Xianxin used to be a programmer before proclaiming himself a Buddhist, though he read Buddhist books at home even then.

Then he met Master Xuecheng, the abbot of Longquan Monastery, who holds many Buddhist leadership positions in and out of China.

"I started volunteering at the temple, where I met new people and suddenly realized the full immensity of life.

"Living a monastic life is so different from learning Buddhism from books, so I decided to learn about Buddhism in a more constructive way," Xianxin says.

The pathway from volunteering to monkhood, however, is not easy.

"The tests for volunteers and lay Buddhists are very strict," says Master Xianyu, who is in charge of food and drink supplies at the temple.

The volunteers preparing for monkhood are called jingren, and are given a period to examine their ability to endure hardship and their faith before becoming novice monks. After that, the tests continue until they receive precepts, a ceremony for their formal conversion.

All the menial work at the temple, such as farming, cutting firewood, cooking and cleaning the toilets, is done by jingren and novice monks.

"Actually we never ask for anything from jingren and novice monks, they volunteer for the jobs," Xianyu says.

In the temple kitchen, volunteers kneel to clean the floors.

"Down the hill in the secular world, people do things for exchange, for money or for a living. But here everybody is working with enthusiasm for nothing but their heart," says a jingren surnamed Wang, who quit her job at an IT company four months ago and moved into the monastery.

"When I came here, I felt joyful, which is the reason I decided to stay," Wang says.

Zhu Xuehua, also a volunteer, came across the monastery by chance two years ago while climbing a nearby mountain with friends.

Out of curiosity, Zhu researched the temple on the Internet and found they were looking for weekend volunteers.

"At first, I came here to experience temple life, just doing menial jobs like pulling up weeds in their vegetable garden. Then I joined the IT group and was deeply attracted by the team atmosphere, as well as the temple lifestyle," she says.

"Each volunteer has a unique attachment to the Longquan Monastery. Fate brings them here."

Xianxin says: "Many volunteers knew little about Buddhism when they joined the IT group. But I believe, as they arrived and settled, they are all pursuing goodness in their hearts.

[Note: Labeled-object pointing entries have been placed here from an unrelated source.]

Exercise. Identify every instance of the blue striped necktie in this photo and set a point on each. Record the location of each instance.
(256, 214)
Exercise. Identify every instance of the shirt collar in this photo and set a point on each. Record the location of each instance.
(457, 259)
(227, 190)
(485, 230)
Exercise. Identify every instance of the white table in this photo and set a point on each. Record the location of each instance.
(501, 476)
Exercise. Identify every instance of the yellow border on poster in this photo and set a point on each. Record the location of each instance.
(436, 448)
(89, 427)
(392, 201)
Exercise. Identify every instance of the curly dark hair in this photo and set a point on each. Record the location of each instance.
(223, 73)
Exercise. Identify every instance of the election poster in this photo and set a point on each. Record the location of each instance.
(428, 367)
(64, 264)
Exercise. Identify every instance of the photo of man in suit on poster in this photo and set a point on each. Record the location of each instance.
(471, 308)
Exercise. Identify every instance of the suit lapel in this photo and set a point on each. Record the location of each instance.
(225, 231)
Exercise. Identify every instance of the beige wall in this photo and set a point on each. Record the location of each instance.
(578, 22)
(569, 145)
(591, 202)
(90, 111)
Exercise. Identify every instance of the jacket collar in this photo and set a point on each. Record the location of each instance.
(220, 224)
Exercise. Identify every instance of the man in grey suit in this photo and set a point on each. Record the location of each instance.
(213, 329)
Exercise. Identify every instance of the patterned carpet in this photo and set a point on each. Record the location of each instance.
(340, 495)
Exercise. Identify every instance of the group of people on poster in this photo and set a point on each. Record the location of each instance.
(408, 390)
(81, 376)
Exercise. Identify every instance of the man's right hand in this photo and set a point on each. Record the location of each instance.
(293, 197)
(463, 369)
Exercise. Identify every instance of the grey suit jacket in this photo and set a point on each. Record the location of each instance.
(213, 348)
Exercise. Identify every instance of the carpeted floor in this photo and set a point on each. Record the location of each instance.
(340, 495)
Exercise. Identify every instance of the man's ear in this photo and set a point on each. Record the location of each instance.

"Since Buddhist dharma teaches people to be sober, better and wiser, the inner demand of each team member elevates the mind. That, I believe, is our cohesion."

Academic study irrelevant

Haidian district is one of the most educated areas in the country, and it is reasonable to suppose that the average educational background of monks in the monastery is higher than average, Xuecheng told Phoenix TV in an earlier interview.

However, higher education does not carry the same weight in the monastery as it does in the secular world.

"Educational background is a key criteria in the secular world. In a Buddhist temple, your achievement depends on your faith and resolve," Xianyu says, adding that a monk's academic record is not relevant to one's knowledge of Buddhism.

But temple life is not an easy option, nor a way of avoiding hard work or an escape from the pressures of the secular world, Xianyu says.

"Just have a look at our regular schedule; you may find that life is not so easy in a temple."

The monks get up at 3:55 am every day, do their morning spiritual practice from 4:30 am to 5:30 am, and attend lectures from 5:30 to 7 am.

They have one hour for breakfast, and then do their own work, such as comparing classics, until 11:10 am.

Most monks do not eat anything after lunch. The afternoon work hours last from 1:15 pm to 5 pm, when the evening practice starts. They then have an evening lecture until 8:30 pm, before more work until about midnight.

"This is not easy for anyone who does not feel peace and happiness from what he or she does," Xianyu says.

"In the secular world, people might separate living and working from their interests. But for us, we feel the joyfulness from our spiritual practice and labor, and this joyfulness is the same, regardless of whether someone has a higher education or not."